Abstract

Mammalian and Drosophila Melanogaster model mitochondrial membrane compositions are constructed from experimental lipidomics data. Simplified compositions for inner and outer mitochondrial membranes are provided, including an asymmetric inner mitochondrial membrane. We performed atomistic molecular dynamics simulations of these membranes and computed their material properties. When comparing these properties to those obtained by extrapolation from their constituting lipids, we find good overall agreement. Finally, we analyzed the curvature effect of cardiolipin, considering ion concentration effects, oxidation and pH. We draw the conclusion that cardiolipin negative curvature is most likely due to counterion effects, such as cation adsorption, in particular of H3O+. This oft-neglected effect might account for the puzzling behavior of this lipid.
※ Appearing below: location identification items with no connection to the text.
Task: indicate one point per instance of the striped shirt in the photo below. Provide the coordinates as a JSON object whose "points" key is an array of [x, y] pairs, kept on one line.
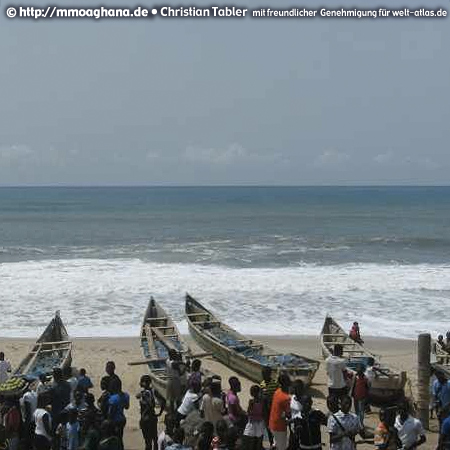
{"points": [[269, 388]]}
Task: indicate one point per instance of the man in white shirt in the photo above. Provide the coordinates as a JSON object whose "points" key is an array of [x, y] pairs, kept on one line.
{"points": [[409, 430], [190, 403], [344, 426], [5, 368], [336, 370]]}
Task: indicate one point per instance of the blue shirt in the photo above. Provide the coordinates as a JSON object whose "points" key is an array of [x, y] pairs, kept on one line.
{"points": [[178, 447], [441, 392], [445, 430], [117, 404], [73, 436], [84, 383]]}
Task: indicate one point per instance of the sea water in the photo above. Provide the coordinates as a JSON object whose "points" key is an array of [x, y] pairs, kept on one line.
{"points": [[267, 260]]}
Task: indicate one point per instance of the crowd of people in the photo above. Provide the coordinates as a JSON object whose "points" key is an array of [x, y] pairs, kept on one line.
{"points": [[202, 414], [64, 415]]}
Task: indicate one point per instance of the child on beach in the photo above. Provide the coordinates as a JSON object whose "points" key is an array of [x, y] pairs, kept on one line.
{"points": [[149, 419], [165, 437], [84, 382], [268, 386], [61, 432], [108, 441], [360, 393], [254, 430], [73, 430], [220, 441], [296, 400], [205, 436]]}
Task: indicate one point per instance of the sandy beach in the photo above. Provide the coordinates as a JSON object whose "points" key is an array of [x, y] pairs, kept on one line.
{"points": [[92, 354]]}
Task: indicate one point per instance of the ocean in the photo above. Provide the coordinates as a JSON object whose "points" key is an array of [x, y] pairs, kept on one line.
{"points": [[267, 260]]}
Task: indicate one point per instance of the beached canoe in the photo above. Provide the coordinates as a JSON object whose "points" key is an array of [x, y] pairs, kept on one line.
{"points": [[159, 334], [387, 385], [52, 349], [240, 353], [441, 355]]}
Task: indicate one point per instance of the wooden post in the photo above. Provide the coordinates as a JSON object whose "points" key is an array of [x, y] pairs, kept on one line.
{"points": [[423, 378]]}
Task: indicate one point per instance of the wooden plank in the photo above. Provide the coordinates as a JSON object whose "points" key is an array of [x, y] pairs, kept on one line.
{"points": [[354, 351], [146, 361], [151, 344], [212, 322], [165, 339], [55, 343], [50, 350]]}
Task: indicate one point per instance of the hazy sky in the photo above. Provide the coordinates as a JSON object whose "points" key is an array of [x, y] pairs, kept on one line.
{"points": [[208, 101]]}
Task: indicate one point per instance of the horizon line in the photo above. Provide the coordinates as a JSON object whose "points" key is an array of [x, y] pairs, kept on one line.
{"points": [[175, 186]]}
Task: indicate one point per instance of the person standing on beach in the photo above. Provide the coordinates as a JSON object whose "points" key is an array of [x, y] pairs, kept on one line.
{"points": [[118, 402], [441, 396], [360, 393], [447, 342], [268, 385], [444, 435], [254, 430], [68, 374], [296, 400], [84, 382], [5, 368], [344, 426], [409, 429], [12, 423], [355, 333], [173, 370], [236, 414], [336, 371], [280, 412], [212, 405], [385, 435], [111, 376], [196, 376], [149, 419], [306, 429], [60, 395], [43, 431]]}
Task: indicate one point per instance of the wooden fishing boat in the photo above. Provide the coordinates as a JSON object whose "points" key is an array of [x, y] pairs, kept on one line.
{"points": [[441, 355], [240, 353], [159, 334], [387, 386], [52, 349]]}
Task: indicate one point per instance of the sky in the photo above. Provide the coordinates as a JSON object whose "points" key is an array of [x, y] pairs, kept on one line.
{"points": [[225, 101]]}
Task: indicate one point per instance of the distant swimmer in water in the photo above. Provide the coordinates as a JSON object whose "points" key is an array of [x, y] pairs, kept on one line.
{"points": [[355, 333]]}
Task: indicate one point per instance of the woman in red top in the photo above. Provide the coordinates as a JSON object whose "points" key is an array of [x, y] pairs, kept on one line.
{"points": [[280, 412], [360, 393]]}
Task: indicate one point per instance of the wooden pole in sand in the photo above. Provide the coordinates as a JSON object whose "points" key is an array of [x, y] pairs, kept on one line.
{"points": [[423, 378]]}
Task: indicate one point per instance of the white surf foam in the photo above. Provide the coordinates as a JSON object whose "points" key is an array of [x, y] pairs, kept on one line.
{"points": [[108, 297]]}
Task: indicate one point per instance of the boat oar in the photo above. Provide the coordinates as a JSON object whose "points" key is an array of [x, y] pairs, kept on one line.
{"points": [[146, 361]]}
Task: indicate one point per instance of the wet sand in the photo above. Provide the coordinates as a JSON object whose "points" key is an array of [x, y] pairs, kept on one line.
{"points": [[92, 354]]}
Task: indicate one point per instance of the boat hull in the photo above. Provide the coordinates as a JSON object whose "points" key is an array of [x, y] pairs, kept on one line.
{"points": [[243, 365], [384, 389]]}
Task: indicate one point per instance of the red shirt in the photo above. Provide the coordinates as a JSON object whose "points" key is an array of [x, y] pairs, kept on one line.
{"points": [[281, 407]]}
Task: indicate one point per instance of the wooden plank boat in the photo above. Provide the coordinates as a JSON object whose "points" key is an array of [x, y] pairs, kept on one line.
{"points": [[441, 355], [240, 353], [387, 386], [158, 334], [52, 349]]}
SIGNIFICANCEMitochondrial membranes are of fundamental interest to the pathogenesis of neurodegenerative diseases. The biophysics of mitochondrial membranes can be expected to profoundly influence both the electron transport chain and larger-scale mitochondrial morphology. We provide model mitochondrial membrane compositions and examine their mechanic properties. Reconstructing these properties from their constituent lipids, we facilitate the creation of mesoscopic models. Cardiolipin, as the key mitochondrial lipid is given special attention. We find that its mechanical properties, in particular its curvature, are not constant, but highly dependent on specific ion effects, concentration and oxidation state.